Je m’empresse de le servir, tandis qu’il allume son ordinateur. Cependant, j’ai retenu sa promesse et je décide, pour une fois, de lancer la conversation sur le sujet qui m’intéresse :

— Et du coup, cette brocante ? Tu devais m’en dire plus.

Son visage s’illumine un peu plus.

— Figure-toi que j’ai trouvé des choses intéressantes ! Je fais une collection de vieux objets, pas seulement pour le plaisir de la possession, mais aussi pour leur valeur sentimentale et leur histoire intime. Du coup, quand je vais en brocante, je n’achète que des objets dont on peut me raconter l’histoire.

Et il se lance dans un long monologue pour me détailler tout ce qu’il a pu trouver pour presque rien : les pointes d’une ancienne danseuse de ballet, un antique pistolet qui possède encore des balles, un très vieux comics et bien d’autres choses encore. Je suis impressionnée. Ma vie n’existe plus que sous le prisme de ma mort et je me suis attachée à ne laisser presque aucun souvenir de moi sur cette terre. Et me voilà face à une personne qui déniche les histoires oubliées des autres, pour les chérir et les valoriser.

— Tu pourrais faire un musée avec tout ce que tu as récupéré ? demandé-je avec curiosité.

— Oh sans peine. Je l’appellerai Le musée des curiosités éclectiques, ou un autre nom bizarroïde. Mais ouvrir un musée nécessite beaucoup d’argent, donc je vais éviter de trop rêver à ça et me contenter d’admirer mes trésors. D’ailleurs, j’ai aussi rencontré quelqu’un. Il est plutôt mignon et possède la même passion des vieux que moi. Je pense que je vais lui proposer de boire un verre.

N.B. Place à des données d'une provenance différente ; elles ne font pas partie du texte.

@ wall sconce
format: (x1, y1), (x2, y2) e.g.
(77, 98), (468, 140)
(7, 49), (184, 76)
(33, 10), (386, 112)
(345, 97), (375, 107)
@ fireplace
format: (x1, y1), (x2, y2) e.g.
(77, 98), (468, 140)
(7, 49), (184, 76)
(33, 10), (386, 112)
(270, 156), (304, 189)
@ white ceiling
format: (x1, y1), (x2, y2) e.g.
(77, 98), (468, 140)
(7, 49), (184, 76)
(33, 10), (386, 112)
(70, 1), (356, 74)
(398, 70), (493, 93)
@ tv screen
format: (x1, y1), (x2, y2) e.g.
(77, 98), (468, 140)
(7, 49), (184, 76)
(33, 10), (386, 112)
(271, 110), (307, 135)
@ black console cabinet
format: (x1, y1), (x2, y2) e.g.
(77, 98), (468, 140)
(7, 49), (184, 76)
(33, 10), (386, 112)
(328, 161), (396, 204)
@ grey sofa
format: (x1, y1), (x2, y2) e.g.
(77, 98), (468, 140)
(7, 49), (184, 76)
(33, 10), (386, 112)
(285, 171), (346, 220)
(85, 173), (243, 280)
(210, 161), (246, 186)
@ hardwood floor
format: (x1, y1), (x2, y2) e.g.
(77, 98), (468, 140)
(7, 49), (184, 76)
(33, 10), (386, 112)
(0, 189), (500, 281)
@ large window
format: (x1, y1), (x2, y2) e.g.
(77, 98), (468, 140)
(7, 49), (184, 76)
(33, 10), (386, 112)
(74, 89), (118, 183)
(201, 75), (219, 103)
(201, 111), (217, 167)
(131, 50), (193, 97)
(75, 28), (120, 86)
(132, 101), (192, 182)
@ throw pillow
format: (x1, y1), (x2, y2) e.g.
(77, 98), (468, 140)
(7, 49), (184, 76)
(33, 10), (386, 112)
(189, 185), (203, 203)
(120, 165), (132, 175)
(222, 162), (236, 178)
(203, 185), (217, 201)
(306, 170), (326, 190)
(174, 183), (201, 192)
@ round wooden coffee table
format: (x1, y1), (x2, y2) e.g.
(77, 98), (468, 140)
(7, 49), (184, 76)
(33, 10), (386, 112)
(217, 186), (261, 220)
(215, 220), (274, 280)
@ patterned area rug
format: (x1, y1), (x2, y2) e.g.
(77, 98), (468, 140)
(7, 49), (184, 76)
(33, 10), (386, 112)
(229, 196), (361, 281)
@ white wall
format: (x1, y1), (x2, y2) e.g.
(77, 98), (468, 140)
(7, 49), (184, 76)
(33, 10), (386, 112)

Il s’interrompt, pour boire un verre d’eau et je me rends compte qu’il a parlé pendant vraiment longtemps. Lui aussi semble le réaliser, car il se frotte le cou, un air gêné accroché au visage.

— Bon, reprend-il. On va commencer par la liste de verbes irréguliers que je t’ai passée la dernière fois. Tu es prête ?

Notre travail peut commencer. Le temps file. Finalement, la luminosité diminue et nous prenons conscience que le soleil se couche. Jonas m’explique qu’il doit partir et entreprend de ranger ses affaires. Soudain, son ventre grogne. Le rire gêné de Jonas retentit en écho.

— Ça me fait penser que je n’ai rien à manger chez moi. Je vais passer à l’épicerie Destilleuls en bas de chez toi, avant de rentrer.

— La quoi ?

— L’épicerie Destilleuls ? Tu sais, celle juste en bas de chez toi ? Je sens le sang quitter mon visage et je m’efforce de ne rien dire de suspect. Tandis que je salue Jonas, les instructions que je lui ai données pour se rendre ici me reviennent en mémoire. Le trajet à effectuer est le même… Mon ami comprend qu’il y a un problème, mais je détourne son attention en lui signalant que l’épicerie ferme bientôt. Il file. Ma porte se referme. Je m’effondre au sol.